A guidare l’offensiva sono stati soprattutto i Socialisti e Democratici (S&D), che hanno denunciato la “sistematica esclusione” del Parlamento dai grandi dossier di sicurezza e difesa. Ana Catarina Mendes ha parlato di “un attacco ai diritti e doveri dell’Eurocamera”, mentre René Repasi, coordinatore S&D nella commissione giuridica, ha accusato la Commissione di portare avanti “una strategia di consolidamento del potere a spese dell’unico organo eletto direttamente dai cittadini europei”. Insomma, un conato di democrazia e parlamentarismo fuori tempo massimo.

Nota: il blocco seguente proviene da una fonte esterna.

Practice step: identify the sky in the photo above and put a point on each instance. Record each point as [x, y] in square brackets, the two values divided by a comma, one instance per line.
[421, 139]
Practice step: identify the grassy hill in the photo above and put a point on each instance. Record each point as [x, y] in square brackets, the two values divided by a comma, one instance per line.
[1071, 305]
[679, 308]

Ma non si tratta solo di S&D: anche popolari (PPE), liberali (Renew) e Verdi hanno trovato un punto di convergenza sulla necessità di difendere le prerogative istituzionali. Da qui la scelta di trasformare il ricorso in un’iniziativa dell’intero Parlamento, presentata a nome dell’Eurocamera e non di un singolo gruppo. In pratica, l’Eurocamera difende la propria centralità politica, ma nel farlo dimostra ancora una volta che l’Europa dei trattati e delle procedure è il peggior nemico dell’Europa come soggetto geo-politico.

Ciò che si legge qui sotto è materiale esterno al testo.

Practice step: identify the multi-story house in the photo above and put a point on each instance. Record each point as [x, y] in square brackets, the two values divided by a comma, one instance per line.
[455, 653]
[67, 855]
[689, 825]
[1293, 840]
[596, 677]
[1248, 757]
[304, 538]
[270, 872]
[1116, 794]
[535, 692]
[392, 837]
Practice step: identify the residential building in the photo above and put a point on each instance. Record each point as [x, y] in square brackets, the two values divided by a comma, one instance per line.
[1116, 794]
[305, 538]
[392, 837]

L’Europa fuori dalla storia
Il paradosso è lampante se messo a confronto con ciò che accade oltre i confini europei: la Russia aumenta la spesa militare a livelli sovietici e lega la propria sopravvivenza geopolitica alla potenza bellica; la Cina: investe in un complesso militare-industriale che va di pari passo con la proiezione economica; Turchia e Israele: sviluppano tecnologie autonome, dalla dronistica all’intelligence; gli Stati Uniti che continuano a essere il garante militare dell’Europa non per generosità, ma perché l’Europa ha abdicato da decenni alla sua autonomia strategica, sia per incapacità politica che per sabotaggi esterni abbastanza evidenti. Mentre tutto ciò accade, a Bruxelles si discute se l’articolo 122 del Trattato fosse o meno la base giuridica corretta. È la fotografia impietosa di un continente che concepisce ancora la storia come un’aula universitaria, regolata da cavilli e procedure, quando intorno il resto del mondo si prepara allo scontro con la lingua delle armi. Un’Europa che rivendica la “legittimità democratica” ma non sa più parlare il linguaggio della potenza: questo è il vero deficit dell’Unione Europea.
Il deficit di democrazia
Per anni il mantra del sovranismo è stato ripetere che l’Unione europea ha un deficit di democrazia, un’arena tecnocratica che esclude i popoli e decide sopra le loro teste. Una critica che involontariamente ci prende: il problema non è che a Bruxelles ci sia “troppa poca democrazia” ma che ce ne sia pure troppa. E così si subordinano le scelte politiche – anche quelle vitali, come il riarmo – alla lentezza dei processi, al voto formale, al rispetto ossessivo delle procedure. In questo senso, il ricorso dell’Eurocamera contro il Safe è esemplare: non nasce da un impulso autoritario dei “grigi burocrati”, bensì da un eccesso di tecnicismo democratico. L’ossessione di essere sempre consultati, di non essere mai esclusi, di preservare fino all’ultimo cavillo la “legittimità democratica” porta a conseguenze grottesche: bloccare o rallentare un provvedimento che il Parlamento stesso ha definito essenziale. Di fatto, se ogni Stato nazionale, ogni gruppo parlamentare, ogni commissione pretende di esercitare il proprio diritto, si impedisce all’Europa di agire come soggetto politico decisionale. È la consuetudine che sterilizza la politica, la congela e la rende incapace di parlare la lingua della forza.